I think my favorite is 'Silver Bells'. Enjoyed your interview

Jenny Twist said...

Good King Wenceslas. Stirring stuff. Lovely blog, Steph

M. S. Spencer said...

Hi Steph! Interesting interview--I wanted to add to your comments on new writers not always being open to advice. Editing someone else's work can really help make a writer more open to change & criticism.By trying to help another writer find their voice you become more flexible as a writer. What do you think? Meredith (aka M. S. Spencer)

Stephanie Burkhart said...

I love that song! I agree stiring stuff.

I agree wholeheartidly. I'm a Moderator for a site called and I've offered very good comprehensive, non threatening reviews with suggestions for improvement for many new writers, but sadly I get a fair share of "you're full of it," or "you don't know what your're talking about" or just plain excuses on simple suggestions for POV narration, tense usage, (especially when they use "you") etc and it can be draining when you want to be helpful. I do get "thank you for your comments," as well, but when aspiring writers simply aren't open it's a bit draining emotionally.


Chrisbails said...

I would have to say my favorite carol is Rudolph or Silent Night. My daughter loves to sing Rudolph and am teaching her the funny batman version. She thinks its funny.
You both are new authors for me and would love to win and read your books. Thanks for the giveaway and the chance to win.

Unknown said...

My favorite Christmas Carol is The Coventry Carol.

drainbamaged.gyzmo at

Stephanie Burkhart said...

Okay, I'm back. LOL!! I put everyone's name in a hat and pulled out.... drum roll please...Christina Freeburn.

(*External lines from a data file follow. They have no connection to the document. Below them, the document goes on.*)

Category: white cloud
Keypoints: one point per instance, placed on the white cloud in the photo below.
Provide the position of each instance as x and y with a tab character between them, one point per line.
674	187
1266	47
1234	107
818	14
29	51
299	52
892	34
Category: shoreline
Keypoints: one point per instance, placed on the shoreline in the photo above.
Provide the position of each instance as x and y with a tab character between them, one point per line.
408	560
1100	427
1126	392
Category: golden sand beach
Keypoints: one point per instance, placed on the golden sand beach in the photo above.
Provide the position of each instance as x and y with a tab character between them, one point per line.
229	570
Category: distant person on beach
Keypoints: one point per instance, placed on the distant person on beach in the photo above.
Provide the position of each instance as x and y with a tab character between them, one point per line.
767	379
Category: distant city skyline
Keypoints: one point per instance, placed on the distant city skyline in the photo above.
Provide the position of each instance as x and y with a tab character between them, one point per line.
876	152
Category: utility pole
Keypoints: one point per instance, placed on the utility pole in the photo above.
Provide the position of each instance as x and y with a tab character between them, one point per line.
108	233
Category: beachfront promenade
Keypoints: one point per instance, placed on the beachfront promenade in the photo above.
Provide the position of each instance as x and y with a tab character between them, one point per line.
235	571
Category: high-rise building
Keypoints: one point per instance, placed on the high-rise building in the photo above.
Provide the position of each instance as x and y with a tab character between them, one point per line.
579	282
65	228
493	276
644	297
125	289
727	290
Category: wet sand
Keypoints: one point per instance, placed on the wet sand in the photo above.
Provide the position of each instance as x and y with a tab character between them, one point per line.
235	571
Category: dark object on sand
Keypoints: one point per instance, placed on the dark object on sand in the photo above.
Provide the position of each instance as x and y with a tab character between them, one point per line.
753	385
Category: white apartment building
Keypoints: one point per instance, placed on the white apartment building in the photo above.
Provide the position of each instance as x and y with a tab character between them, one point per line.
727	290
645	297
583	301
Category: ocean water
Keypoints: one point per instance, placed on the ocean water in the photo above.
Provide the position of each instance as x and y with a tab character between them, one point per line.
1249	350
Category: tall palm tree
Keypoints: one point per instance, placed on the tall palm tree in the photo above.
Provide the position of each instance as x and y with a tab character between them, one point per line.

I just want to thank everyone for visiting the blog and sharing your favorite Christmas songs with us. I'll be visiting Nicole Zoltack's and Vijaya Schartz's blog later on this week for a chance to win some Christmas swag. Hope to see you guys there.


Sarah J. McNeal said...

Congratulations Christina!
I want to thank Stephanie for blogging with me and for all the those who came to comment and enter her contest. I really appreciate all of you.